I live to nurture. It's who I am. I love to support trauma survivors, but I also work with people who were wounded by experiences that don't meet the criteria for trauma.

Here are some strengths that I use with clients:

- I am curious and compassionate

- I see the best in people

- I hold hope and believe change is possible

- I think in visual metaphors

- I reframe narratives in a way that is positive and still authentic

- I explain 'why' so you can make informed choices

I love watching tension melt away as people return home to themselves. I love witnessing the pride a person has when they do something they once thought impossible. I love celebrating the baby steps. I love it when clients experience ease and joy as their "new normal."

I also co-host a podcast: Let's Talk About Sex with Lynn and Jen with my friend and colleague, Lynn Ponton, MD.

M Y  S T O R Y

I was born and raised in San Francisco, a wonderful place of creativity, culture, and other forms of diversity. From the outside it looked like I had it good, but I was living a diminished life with a sad little secret.

I started 1st grade at a prestigious all-girls private school. Classes were small, about 20 girls per class, with two classes in a grade. I don't have clear memories of specific experiences, but I must have noticed that some of the girls were really mean. When I look back, I see that I must have subconsciously figured out that if I was quiet, like basically invisible, I'd never be a target of that meanness. I'd be safe. That's when I let my inner critic take the wheel. No one seemed to notice. They assumed I was quiet, or "shy." There's nothing wrong with being quiet, its just not my nature. Us "quiet" ones often slip through the cracks. Books were my escape. Art was another outlet but that was very "by the rules" or rather, what I imagined the rules to be.

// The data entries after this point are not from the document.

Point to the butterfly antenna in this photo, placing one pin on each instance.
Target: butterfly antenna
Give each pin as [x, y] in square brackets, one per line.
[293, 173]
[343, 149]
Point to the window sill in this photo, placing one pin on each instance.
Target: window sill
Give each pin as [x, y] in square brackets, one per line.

This continued until 5th grade. In 5th grade my parents hired an amazing nanny. She remains a dear family friend to this day. She was sunshine: Creative, kind, and authentic. She taught me the healing magic of a relationship where the person really sees and hears you--all of you.

Since then, it's been a journey (with plenty of peaks and valleys) to free myself of my self-made prison guard--what I now call the "Mean Inner Critic". I've learned the hard way how to take back my power from my Mean Inner Critic and keep it in the backseat, where it belongs. Let's be real...sometimes my wounds still get triggered, but I've learned how to move through them--I've got the framework now.

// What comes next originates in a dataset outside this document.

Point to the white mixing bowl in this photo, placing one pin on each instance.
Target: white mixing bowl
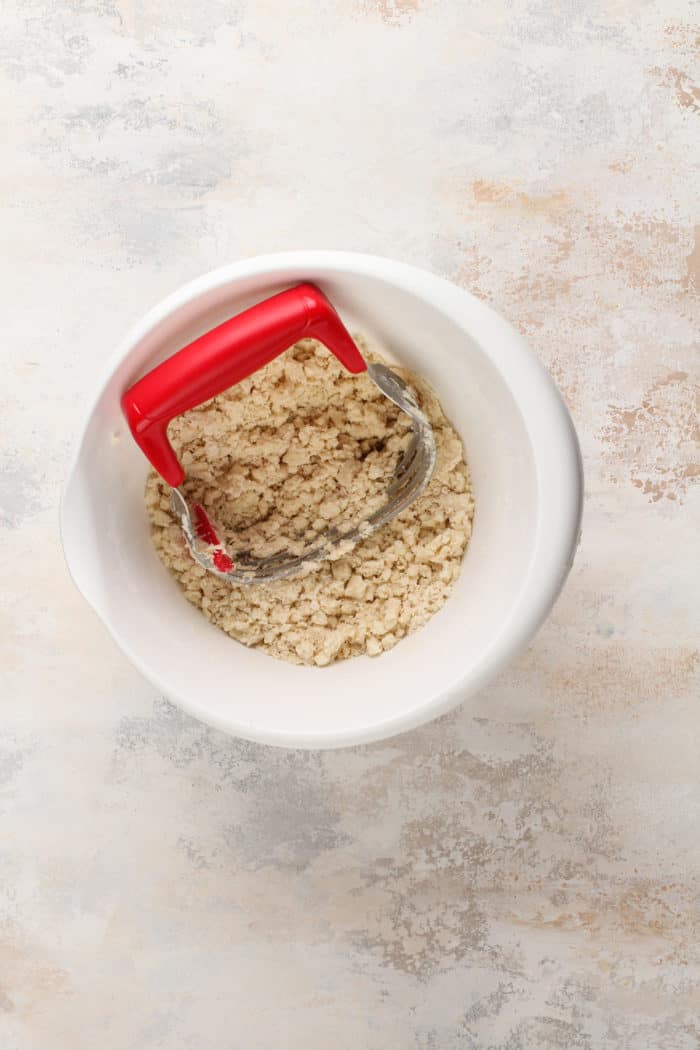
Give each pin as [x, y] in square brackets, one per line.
[526, 467]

Being a therapist is my dream job. Many people ask, "Isn't it hard?" They say, "I could never do that." But it's an amazing fit for me. So, to my clients (and future clients): Thank you for granting me the honor of being in your passenger seat, for inviting me to travel beside you as we collaborate on navigating you through your healing process.

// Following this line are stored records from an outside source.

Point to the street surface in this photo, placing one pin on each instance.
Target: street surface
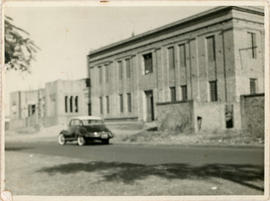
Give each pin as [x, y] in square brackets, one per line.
[147, 154]
[40, 168]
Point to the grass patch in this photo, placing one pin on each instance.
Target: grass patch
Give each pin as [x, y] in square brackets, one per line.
[227, 137]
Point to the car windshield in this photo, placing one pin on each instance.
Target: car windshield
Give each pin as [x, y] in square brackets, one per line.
[89, 122]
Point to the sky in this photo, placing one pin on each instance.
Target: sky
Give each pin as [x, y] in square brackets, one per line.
[65, 36]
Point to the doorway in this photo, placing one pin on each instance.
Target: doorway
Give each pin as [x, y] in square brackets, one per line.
[149, 106]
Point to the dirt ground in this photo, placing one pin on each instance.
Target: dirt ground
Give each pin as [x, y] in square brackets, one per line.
[47, 175]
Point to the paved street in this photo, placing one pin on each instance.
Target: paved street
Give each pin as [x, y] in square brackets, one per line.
[147, 154]
[120, 168]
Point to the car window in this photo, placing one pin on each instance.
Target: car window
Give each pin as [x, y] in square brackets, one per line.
[75, 122]
[89, 122]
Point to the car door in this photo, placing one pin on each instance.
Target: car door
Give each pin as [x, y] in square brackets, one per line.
[72, 127]
[75, 127]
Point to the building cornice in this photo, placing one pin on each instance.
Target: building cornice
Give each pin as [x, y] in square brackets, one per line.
[180, 23]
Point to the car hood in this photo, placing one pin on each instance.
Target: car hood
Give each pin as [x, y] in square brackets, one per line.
[96, 128]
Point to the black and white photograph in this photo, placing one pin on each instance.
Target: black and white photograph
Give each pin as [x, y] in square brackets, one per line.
[127, 99]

In closing, let me share some words that would have helped my little self greatly, in hopes that they might help you today.

I see you. You are not alone. You are enough. It does get better.

Warmly,

Jennifer

M Y  A P P R O A C H

Holistic Strengths-Based Healing

What do I mean by holistic?

When I use the term holistic, I mean whole-being. Therapy is often referred to as mental health, but my experience working with people has taught me that it is so much more.

Therapy has to do with understanding:

- the way we think (mind/mental)

- the way we feel (heart/emotional)

- the way we act (body/physical)

- the way we allow (soul/spiritual)*

* for those who have spiritual or religious faith

Discover your personal alignment and be empowered to make choices that are correct for you.

Why strengths-based healing?

Therapy has an "it's complicated" relationship with healing and the medical world, which is generally deficit-based. It tends to focus on what is missing or "wrong" with someone. 

In contrast, strengths-based healing reinforces resources that already exist in a person. When we learn to view what comes naturally to us in a positive light and find ways to apply these gifts to the issues we face, a shift happens. We see ourselves as more capable and find the courage to grow beyond our comfort zones.

Discover how your strengths can help you work through your challenges.